After Palestine was accepted to the United Nations Educational, Scientific and Cultural Organization at the end of October, the Israeli government decided to punish Palestinian Authority Chairman Mahmoud Abbas and stop transferring the tax money it collects for the Palestinians.

At issue is the approximately $100 million a month that Israel collects in taxes and customs duties on the PA's behalf under the terms of the Oslo Accords. These funds go to pay salaries of PA government employees, in particular members of the PA security apparatus, which is responsible for, among other things, foiling terror attacks against Israel stemming from the West Bank.

On Monday evening, U.S. Secretary of State Hillary Clinton called Prime Minister Benjamin Netanyahu and demanded that the money be released. Netanyahu's bureau only reported that the two had spoken about Iran, preferring not to mention Clinton's demand.

On Wednesday, UN Secretary-General Ban Ki-moon called Netanyahu and also demanded that he immediately release the PA funds.
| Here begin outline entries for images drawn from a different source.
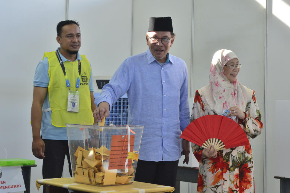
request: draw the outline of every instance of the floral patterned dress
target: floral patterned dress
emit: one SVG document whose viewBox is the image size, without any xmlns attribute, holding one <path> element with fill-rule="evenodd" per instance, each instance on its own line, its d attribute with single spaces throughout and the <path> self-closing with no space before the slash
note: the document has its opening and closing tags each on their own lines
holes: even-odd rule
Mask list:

Last weekend, White House National Security Adviser Tom Donilon called his Israeli counterpart, Ya'akov Amidror, and explained that the U.S. administration expected the funds to be released immediately. On Monday morning Netanyahu met with Deputy Secretary of State William Burns, who also told Israel to release the tax money.

All these requests came up against a wall of Israeli recalcitrance. Netanyahu made it clear that he did not have a majority in the inner cabinet or in his Forum of Eight to make such a move. He even explained that there would be no decision on the matter until the results were in from the meeting in Cairo between Abbas and the head of Hamas' political bureau, Khaled Meshal, about setting up a Palestinian unity government.
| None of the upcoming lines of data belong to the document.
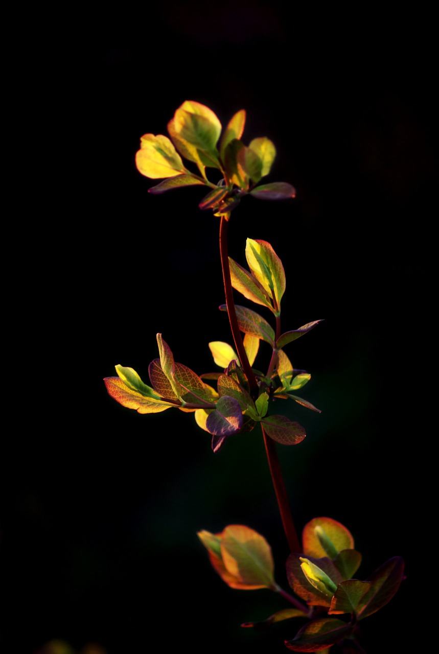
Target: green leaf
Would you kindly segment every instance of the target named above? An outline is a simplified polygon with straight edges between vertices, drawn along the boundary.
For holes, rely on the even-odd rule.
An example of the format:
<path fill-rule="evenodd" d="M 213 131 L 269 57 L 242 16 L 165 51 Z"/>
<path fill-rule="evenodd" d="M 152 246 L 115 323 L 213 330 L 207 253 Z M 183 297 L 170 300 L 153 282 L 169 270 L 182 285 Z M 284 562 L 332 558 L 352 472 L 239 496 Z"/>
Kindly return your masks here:
<path fill-rule="evenodd" d="M 272 182 L 256 186 L 250 195 L 258 200 L 286 200 L 296 197 L 296 189 L 286 182 Z"/>
<path fill-rule="evenodd" d="M 295 445 L 305 438 L 305 430 L 285 415 L 266 416 L 261 421 L 270 438 L 285 445 Z"/>
<path fill-rule="evenodd" d="M 353 629 L 351 625 L 337 618 L 319 618 L 302 627 L 292 640 L 285 641 L 285 645 L 294 652 L 320 651 L 350 636 Z"/>
<path fill-rule="evenodd" d="M 361 600 L 362 608 L 357 613 L 359 620 L 382 608 L 395 594 L 404 579 L 404 560 L 394 557 L 366 579 L 370 589 Z"/>
<path fill-rule="evenodd" d="M 227 127 L 224 131 L 220 144 L 220 156 L 224 161 L 224 150 L 234 139 L 239 139 L 244 131 L 245 124 L 245 110 L 241 109 L 230 119 Z"/>
<path fill-rule="evenodd" d="M 225 304 L 222 304 L 219 308 L 222 311 L 227 311 Z M 251 309 L 241 307 L 237 304 L 235 305 L 235 309 L 238 326 L 241 332 L 262 339 L 262 341 L 269 343 L 272 347 L 274 347 L 274 332 L 262 316 Z"/>
<path fill-rule="evenodd" d="M 127 409 L 135 409 L 139 413 L 160 413 L 175 406 L 162 400 L 145 398 L 129 388 L 118 377 L 107 377 L 103 381 L 109 395 L 113 400 Z"/>
<path fill-rule="evenodd" d="M 332 518 L 313 518 L 302 532 L 304 552 L 307 556 L 334 559 L 342 549 L 353 549 L 350 531 Z"/>
<path fill-rule="evenodd" d="M 151 186 L 148 189 L 149 193 L 152 193 L 153 196 L 160 195 L 166 191 L 170 191 L 173 188 L 181 188 L 183 186 L 194 186 L 196 185 L 205 186 L 204 182 L 201 179 L 197 179 L 192 175 L 177 175 L 175 177 L 169 177 L 163 182 Z"/>
<path fill-rule="evenodd" d="M 261 177 L 265 177 L 272 169 L 273 162 L 276 156 L 276 148 L 274 146 L 274 143 L 270 139 L 262 137 L 258 139 L 253 139 L 250 143 L 249 148 L 257 155 L 260 161 L 260 177 L 259 179 Z M 253 177 L 252 179 L 253 179 Z M 254 179 L 254 181 L 257 183 L 259 179 Z"/>
<path fill-rule="evenodd" d="M 285 272 L 282 262 L 266 241 L 247 239 L 245 257 L 251 271 L 270 297 L 275 298 L 278 315 L 285 290 Z"/>
<path fill-rule="evenodd" d="M 367 581 L 359 581 L 356 579 L 342 581 L 332 598 L 328 615 L 356 613 L 357 607 L 361 606 L 361 600 L 370 589 L 370 584 Z"/>
<path fill-rule="evenodd" d="M 229 257 L 228 260 L 232 286 L 234 288 L 236 288 L 251 301 L 255 302 L 255 304 L 260 304 L 263 307 L 267 307 L 274 313 L 270 299 L 271 295 L 268 294 L 262 284 L 253 275 L 249 273 L 230 257 Z"/>
<path fill-rule="evenodd" d="M 282 347 L 285 347 L 289 343 L 291 343 L 292 341 L 295 341 L 296 338 L 300 336 L 303 336 L 304 334 L 307 334 L 310 332 L 311 329 L 318 325 L 319 322 L 323 322 L 323 320 L 313 320 L 312 322 L 307 322 L 306 325 L 302 327 L 299 327 L 298 329 L 292 330 L 291 332 L 285 332 L 281 336 L 277 339 L 277 347 L 280 349 Z"/>
<path fill-rule="evenodd" d="M 213 341 L 209 343 L 213 360 L 220 368 L 226 368 L 234 359 L 237 359 L 237 354 L 231 345 L 222 341 Z"/>
<path fill-rule="evenodd" d="M 226 395 L 220 398 L 217 408 L 209 414 L 206 420 L 207 430 L 214 437 L 212 439 L 213 451 L 217 452 L 224 445 L 226 438 L 239 432 L 242 424 L 242 411 L 237 400 Z"/>
<path fill-rule="evenodd" d="M 339 570 L 343 580 L 351 579 L 360 567 L 361 555 L 356 549 L 342 549 L 332 559 L 332 562 Z"/>
<path fill-rule="evenodd" d="M 160 366 L 172 387 L 172 390 L 177 398 L 180 397 L 181 389 L 175 379 L 175 364 L 171 348 L 162 338 L 162 334 L 157 334 L 158 354 L 160 357 Z"/>
<path fill-rule="evenodd" d="M 125 368 L 123 366 L 120 366 L 120 364 L 118 364 L 114 367 L 120 379 L 122 379 L 129 388 L 132 388 L 132 390 L 137 390 L 138 393 L 145 396 L 145 398 L 151 398 L 155 400 L 160 399 L 160 396 L 155 390 L 151 388 L 150 386 L 144 384 L 137 373 L 133 368 Z"/>
<path fill-rule="evenodd" d="M 139 173 L 152 179 L 173 177 L 186 172 L 175 148 L 162 134 L 143 135 L 140 150 L 135 154 L 135 165 Z"/>
<path fill-rule="evenodd" d="M 308 614 L 300 609 L 281 609 L 273 613 L 266 620 L 260 620 L 258 622 L 244 622 L 241 627 L 254 627 L 256 631 L 262 631 L 273 625 L 275 622 L 281 622 L 283 620 L 289 620 L 292 617 L 307 617 Z"/>
<path fill-rule="evenodd" d="M 221 538 L 226 568 L 246 584 L 274 589 L 274 562 L 265 538 L 241 525 L 226 527 Z"/>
In the background is also Foreign Minister Avigdor Lieberman's threat to dismantle the coalition if the funds were released, and the stubborn opposition to doing so from within the Likud.
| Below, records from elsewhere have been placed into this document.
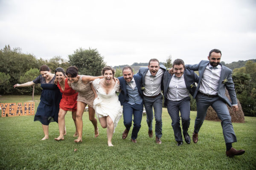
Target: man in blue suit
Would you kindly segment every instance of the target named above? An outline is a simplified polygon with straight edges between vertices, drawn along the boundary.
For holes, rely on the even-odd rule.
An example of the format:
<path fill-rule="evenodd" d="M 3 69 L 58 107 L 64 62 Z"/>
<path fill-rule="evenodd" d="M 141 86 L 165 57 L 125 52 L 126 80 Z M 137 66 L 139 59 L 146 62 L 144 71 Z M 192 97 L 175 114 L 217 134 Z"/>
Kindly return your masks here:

None of Netanyahu's reasons are relevant or legitimate. The money is Palestinian money, and it must go to the Palestinians. The fact that Israel collects these funds is a technicality, and doesn't justify acts of abuse and revenge.

Concern for the Likud primaries results and the struggle with Lieberman over right-wing votes are putting Israel's national security at risk and making a third intifada more likely.